I’ve wanted to knock this one out for some time but needed a few moments for research. The latest innovation in bottled fluids is a total failure. I’m talking about French’s Mustard.
A few years ago, the cone cap went to a snazzy new silicone nipple design. Read about it here: News Perspective 07/02 .
Perhaps the biggest breakthrough in the new package design, however, is the bottle’s closure, created by French’s packaging engineer, Dave Maus, specifically to address the issue of crusty caps. Explains Veriga, “The cap incorporates a silicone valve that creates a vacuum seal that sucks the mustard back into the bottle after use.” Advantages, he says, include fresher mustard, less dripping and the elimination of the “gook” on the cap.
I enjoy mustard on bologna, hot dogs, burgers, fries, and use it for cooking. But the recent nipple design is hard to squirt, inaccurate, blobs around the nipple, and is even more crusty than the cone design. People complained about the cone design because regular use left a crust at the rim. But all you had to do was thumb the thing or wipe it off with a napkin.
Why is this a problem: because the latest from Microsoft will not download and update a machine with ease and simplicity (and why must it cost money?), and as everyone knows, mustard and Microsoft are ubiquitous. Just ask the recent apple commercials.

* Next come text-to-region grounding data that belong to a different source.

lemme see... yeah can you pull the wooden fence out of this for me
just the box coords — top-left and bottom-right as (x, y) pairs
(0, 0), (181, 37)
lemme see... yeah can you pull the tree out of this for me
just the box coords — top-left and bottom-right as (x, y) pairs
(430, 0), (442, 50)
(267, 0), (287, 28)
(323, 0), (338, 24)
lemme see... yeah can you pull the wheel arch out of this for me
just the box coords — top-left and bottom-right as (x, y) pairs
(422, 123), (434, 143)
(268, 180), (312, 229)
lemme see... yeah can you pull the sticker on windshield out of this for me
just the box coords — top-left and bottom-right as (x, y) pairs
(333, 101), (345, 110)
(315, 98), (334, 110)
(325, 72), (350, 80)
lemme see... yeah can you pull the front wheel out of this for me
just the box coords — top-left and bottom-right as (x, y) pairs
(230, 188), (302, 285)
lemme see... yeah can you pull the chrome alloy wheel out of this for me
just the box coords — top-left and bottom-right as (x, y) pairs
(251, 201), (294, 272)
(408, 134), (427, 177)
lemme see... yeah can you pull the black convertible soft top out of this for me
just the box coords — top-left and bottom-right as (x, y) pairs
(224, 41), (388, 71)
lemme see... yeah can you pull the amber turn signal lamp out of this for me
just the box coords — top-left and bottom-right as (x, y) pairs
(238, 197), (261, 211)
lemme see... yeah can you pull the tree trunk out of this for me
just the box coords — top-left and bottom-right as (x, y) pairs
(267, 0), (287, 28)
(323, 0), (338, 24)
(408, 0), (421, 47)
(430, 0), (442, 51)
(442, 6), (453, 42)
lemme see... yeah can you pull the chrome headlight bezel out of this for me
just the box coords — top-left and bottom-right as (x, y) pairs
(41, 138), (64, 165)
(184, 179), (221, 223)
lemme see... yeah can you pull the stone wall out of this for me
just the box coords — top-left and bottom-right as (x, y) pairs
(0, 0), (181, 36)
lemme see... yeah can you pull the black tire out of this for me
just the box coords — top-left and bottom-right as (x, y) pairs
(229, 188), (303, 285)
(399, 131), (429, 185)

Simplicity of use and design is always an excellent standard to work from (and end with). The subject may be mustard bottles or rockets. Either way, a re-design (Dell) shouldn’t be so blatantly neglectful and absurd as to result in the very thing a company (or country, for that matter) tries to avoid: BS.
I want my cone mustard bottle back and my 8100 keyboard planted onto a new, slimmer, lighter, and sleeker PC, else I’m dashing for the smaller, sleeker, lighter (yet given to smudge) black MacBook (because the MacBook Pro is too damned big. It’s a laptop for bleep’s sake).